Wer entscheidet, wann das Licht anbleibt?

Beginnt die eigentliche Steuerung der Energiewende bereits bei der Definition der Auswahlkriterien – lange bevor über konkrete Technologien entschieden wird?

QuelleReuters · Germany plans new gas-fired power plants to secure electricity supply Fallakte erstellt10.07.2026 Status○ IN BEOBACHTUNG

Die Bundesregierung möchte die Energieversorgung Deutschlands langfristig absichern. Geplant sind neue Ausschreibungen für steuerbare Kraftwerke, die immer dann einspringen sollen, wenn Wind- und Solarenergie nicht genügend Strom liefern. Nach dem Atomausstieg und dem geplanten Kohleausstieg erscheint dieser Schritt zunächst nachvollziehbar. Ein Stromsystem braucht Reserven. Als wir begonnen haben, uns mit diesem Fall zu beschäftigen, schien die Geschichte deshalb erstaunlich eindeutig. Es ging offenbar um die Frage, mit welchen Kraftwerken Deutschland künftig seine Versorgungssicherheit gewährleisten will.

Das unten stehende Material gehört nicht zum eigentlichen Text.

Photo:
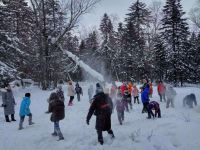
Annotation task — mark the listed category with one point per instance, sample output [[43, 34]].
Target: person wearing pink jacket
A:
[[135, 94]]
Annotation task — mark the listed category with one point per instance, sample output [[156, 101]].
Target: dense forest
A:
[[154, 42]]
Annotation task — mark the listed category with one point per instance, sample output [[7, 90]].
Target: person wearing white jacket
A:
[[70, 93]]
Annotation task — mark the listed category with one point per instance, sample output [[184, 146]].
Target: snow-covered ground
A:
[[178, 129]]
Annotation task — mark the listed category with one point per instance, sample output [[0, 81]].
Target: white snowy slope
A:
[[178, 129]]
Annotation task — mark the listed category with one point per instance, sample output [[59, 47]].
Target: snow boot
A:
[[7, 118], [13, 117]]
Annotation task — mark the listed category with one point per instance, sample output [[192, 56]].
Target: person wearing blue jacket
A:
[[25, 110], [145, 99]]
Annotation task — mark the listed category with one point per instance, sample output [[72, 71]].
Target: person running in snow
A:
[[161, 91], [120, 107], [8, 103], [153, 105], [189, 100], [60, 93], [79, 91], [127, 99], [135, 94], [170, 94], [57, 108], [102, 109], [145, 98], [70, 93], [25, 111], [90, 93]]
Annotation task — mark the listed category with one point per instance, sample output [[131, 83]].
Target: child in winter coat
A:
[[150, 89], [161, 91], [189, 100], [8, 103], [153, 105], [25, 110], [70, 93], [90, 92], [145, 98], [56, 107], [135, 94], [60, 93], [127, 99], [170, 94], [120, 107], [79, 91]]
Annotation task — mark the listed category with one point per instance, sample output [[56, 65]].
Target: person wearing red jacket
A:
[[161, 91]]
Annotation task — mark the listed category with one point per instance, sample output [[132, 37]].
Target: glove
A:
[[87, 121]]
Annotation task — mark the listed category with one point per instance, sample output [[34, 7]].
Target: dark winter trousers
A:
[[100, 136], [78, 97], [126, 105], [22, 120], [162, 96], [12, 118], [130, 103], [145, 107], [170, 100], [120, 115], [57, 130], [71, 99], [136, 98]]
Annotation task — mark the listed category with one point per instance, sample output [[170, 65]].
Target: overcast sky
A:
[[119, 8]]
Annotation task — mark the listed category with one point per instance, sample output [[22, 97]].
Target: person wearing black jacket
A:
[[102, 108], [57, 108]]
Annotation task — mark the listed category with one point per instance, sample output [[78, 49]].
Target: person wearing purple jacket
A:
[[120, 107], [153, 105]]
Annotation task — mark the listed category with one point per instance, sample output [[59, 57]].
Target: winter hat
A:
[[60, 87], [98, 85], [28, 95]]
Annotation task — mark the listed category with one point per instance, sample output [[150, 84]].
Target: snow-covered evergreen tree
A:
[[174, 34]]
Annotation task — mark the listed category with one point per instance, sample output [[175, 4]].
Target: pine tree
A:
[[159, 59], [139, 18], [174, 33]]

Während der Recherche verschob sich unser Blick jedoch allmählich. Zunächst war es nur ein technisches Detail, über das wir immer wieder stolperten. In nahezu allen Unterlagen spielte plötzlich nicht mehr die Frage eine Rolle, welche Kraftwerke gebaut werden sollen, sondern welche Eigenschaften sie besitzen müssen. Je länger wir lasen, desto häufiger entstand derselbe Eindruck: Die eigentliche Entscheidung schien erstaunlich früh im Verfahren stattzufinden.

An diesem Punkt begannen wir, die Dokumente noch einmal von vorne zu lesen. Nicht mit der Frage, welche Technologie bevorzugt wird. Sondern mit einer anderen: Wo fällt in diesem Verfahren eigentlich die erste wirkliche Entscheidung?

Dabei fiel uns etwas Merkwürdiges auf. Nirgendwo fanden wir die Vorgabe, dass Deutschland neue Gaskraftwerke bauen müsse. Diese Entscheidung schien an keiner Stelle ausdrücklich getroffen worden zu sein. Stattdessen fanden wir seitenlange Beschreibungen darüber, welche Anforderungen zukünftige Kraftwerke erfüllen sollen. Sie müssen über längere Zeit zuverlässig Strom liefern. Sie müssen jederzeit verfügbar sein. Sie müssen bestimmte technische Kriterien erfüllen. Erst danach tauchen überhaupt konkrete Technologien auf.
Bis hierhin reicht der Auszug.